Para tornar a noção de interdiscursividade mais operacional, Maingueneau (2008a) faz uma distinção entre três instâncias do interdiscurso: universo, campo e espaço discursivos. Ele chama de “ ‘universo discursivo’ o conjunto de formações discursivas de todos os tipos que interagem numa conjuntura dada” (MAINGUENEAU, 2008a, p. 33); entretanto, esse conjunto é tão amplo, que representa pouco interesse para o analista, pois não pode ser apreendido em sua globalidade. No caso da nossa pesquisa, o universo discursivo seria todo o conjunto de discursos sobre a Educação Profissional Brasileira, objeto humanamente impossível de ser analisado. O universo discursivo apenas define “o horizonte a partir do qual serão construídos domínios suscetíveis de ser estudados, os ‘campos discursivos’” (MAINGUENEAU, 2008a, p. 33). Por campos discursivos, Maingueneau compreende como “um conjunto de formações discursivas que se encontram em concorrência, se delimitam reciprocamente em uma região determinada do universo discursivo” (MAINGUENEAU, 2008a, p. 34). Brandão (2006) explica que “as formações discursivas que constituem um campo discursivo possuem a mesma formação social, mas divergem na maneira de preenchê-la, o que faz com que se encontrem ou em relação polêmica, ou de aliança, ou de neutralidade” (BRANDÃO, 2006, p. 90); por exemplo, neste trabalho, o campo jurídico que regulamenta a Educação Profissional Brasileira.
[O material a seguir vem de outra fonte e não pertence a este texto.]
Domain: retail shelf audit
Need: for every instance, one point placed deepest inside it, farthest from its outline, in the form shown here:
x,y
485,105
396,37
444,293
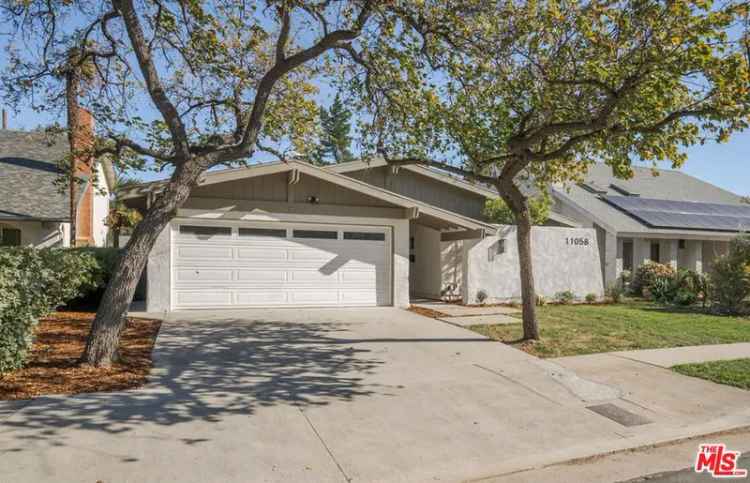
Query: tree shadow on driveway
x,y
207,371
É no interior do campo discursivo que se constitui um discurso, e levantamos a hipótese de que essa constituição pode deixar-se descrever em termos de operações regulares sobre formações discursivas já existentes. O que não significa, entretanto, que um discurso se constitua da mesma forma com todos os discursos desse campo; e isso em razão de sua evidente heterogeneidade: uma hierarquia instável opõe discursos dominantes e dominados e todos eles não se situam necessariamente no mesmo plano (MAINGUENEAU, 2008a, p. 34-35).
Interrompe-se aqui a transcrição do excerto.